Sunday, June 17, 2012

What Technology Wants

I recently learned that the eye has evolved analogously many times in many separate evolutionary paths. It's hard to get an exact number, since it all depends on how far back you go, but I've read somewhere between 7 and 45 times. This phenomenon is known as convergence, in which descendants of unrelated ancestors develop the same or similar traits.

Convergence isn't rare. In fact, it may be the rule rather than the exception. The reason is that some  things just make sense in a given environment. Eyes evolved numerous times because light (photons) is the most efficient means of communication in many places. An organism that evolves eyes is likely to have a much greater advantage over one that doesn't all things considered. You might even say that nature wants eyes.

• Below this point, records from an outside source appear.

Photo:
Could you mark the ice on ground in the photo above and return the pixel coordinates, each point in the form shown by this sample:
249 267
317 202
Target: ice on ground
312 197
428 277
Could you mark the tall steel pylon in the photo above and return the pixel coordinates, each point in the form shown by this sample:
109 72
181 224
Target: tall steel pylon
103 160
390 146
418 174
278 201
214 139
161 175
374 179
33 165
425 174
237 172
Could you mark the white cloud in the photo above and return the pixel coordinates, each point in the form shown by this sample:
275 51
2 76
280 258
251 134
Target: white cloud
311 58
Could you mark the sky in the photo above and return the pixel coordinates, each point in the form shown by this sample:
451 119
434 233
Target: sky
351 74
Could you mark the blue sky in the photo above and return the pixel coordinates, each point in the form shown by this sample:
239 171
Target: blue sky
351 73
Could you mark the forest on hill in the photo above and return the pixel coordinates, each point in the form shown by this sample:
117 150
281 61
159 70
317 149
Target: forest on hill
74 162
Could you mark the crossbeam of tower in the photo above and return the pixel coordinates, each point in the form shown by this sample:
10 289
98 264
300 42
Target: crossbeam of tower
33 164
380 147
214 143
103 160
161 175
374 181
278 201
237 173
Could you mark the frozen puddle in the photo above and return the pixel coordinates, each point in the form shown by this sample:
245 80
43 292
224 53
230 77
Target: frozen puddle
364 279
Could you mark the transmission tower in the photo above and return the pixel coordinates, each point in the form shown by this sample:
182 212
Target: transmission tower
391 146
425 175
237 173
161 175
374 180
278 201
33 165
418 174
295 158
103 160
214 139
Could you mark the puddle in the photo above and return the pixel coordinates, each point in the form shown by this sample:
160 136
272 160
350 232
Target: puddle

A similar thing happens in the human world of science and technology. Many people have noticed that inventions and discoveries tend to converge at the same time: calculus, the light bulb, and the telephone, just to name a very small few. More recently, HP and Canon developed the ink-jet printer at the exact same time. Again, convergence seems to be the rule rather than the exception.

One of the better-known explanations of scientific convergence comes from philosopher Thomas Kuhn. He argued that scientific discovery occurs within the confines of paradigms which are eventually eclipsed by other paradigms. Within the Ptolemaic system, for example, you can account for strange orbits of planets like Mercury by adding epicycles. Two Medieval astronomers are going to come up with (roughly) the same epicycles for the same interstellar body since they're working in the same paradigm. Two 18th c. astronomers are going to come up with (roughly) the same numbers for the same interstellar body since they're working in the same paradigm of Newtonian physics.

Kevin Kelly makes much out of the analogy between biological evolution and technological evolution. He thinks of technology as a kind of Seventh Kingdom, after the other six: bacteria, archaea, eukarya, plantae, fungi, and animalia.  He calls this seventh kingdom 'the technium', writing:
The technium extends beyond shiny hardware to include culture, art, social institutions, and intellectual creations of all types. It includes intangibles like software, law, and philosophical concepts. And most important, it includes the generative impulses of our inventions to encourage more tool-making, more technology invention, and more self-enhancing connections.
Looking at technology as a form of life allows you to make some interesting connections. For instance, just as we can say that nature seems to want eyes, we could say that technology wants platforms from which we can build other things. It's no surprise that we keep developing new platforms--the most recent being 'the cloud'--that build on those of others. This is similar to the way sea creatures moved onto land, building on the energy-rich platform created by plant life.

I'll not get into the philosophical issues of Artificial Intelligence or intentionality, but we can at least agree that technological development has certain tendencies. Once of which is exponential growth. Another is decentralization. Is it any surprise we develop the same solutions to the same problems at the same time?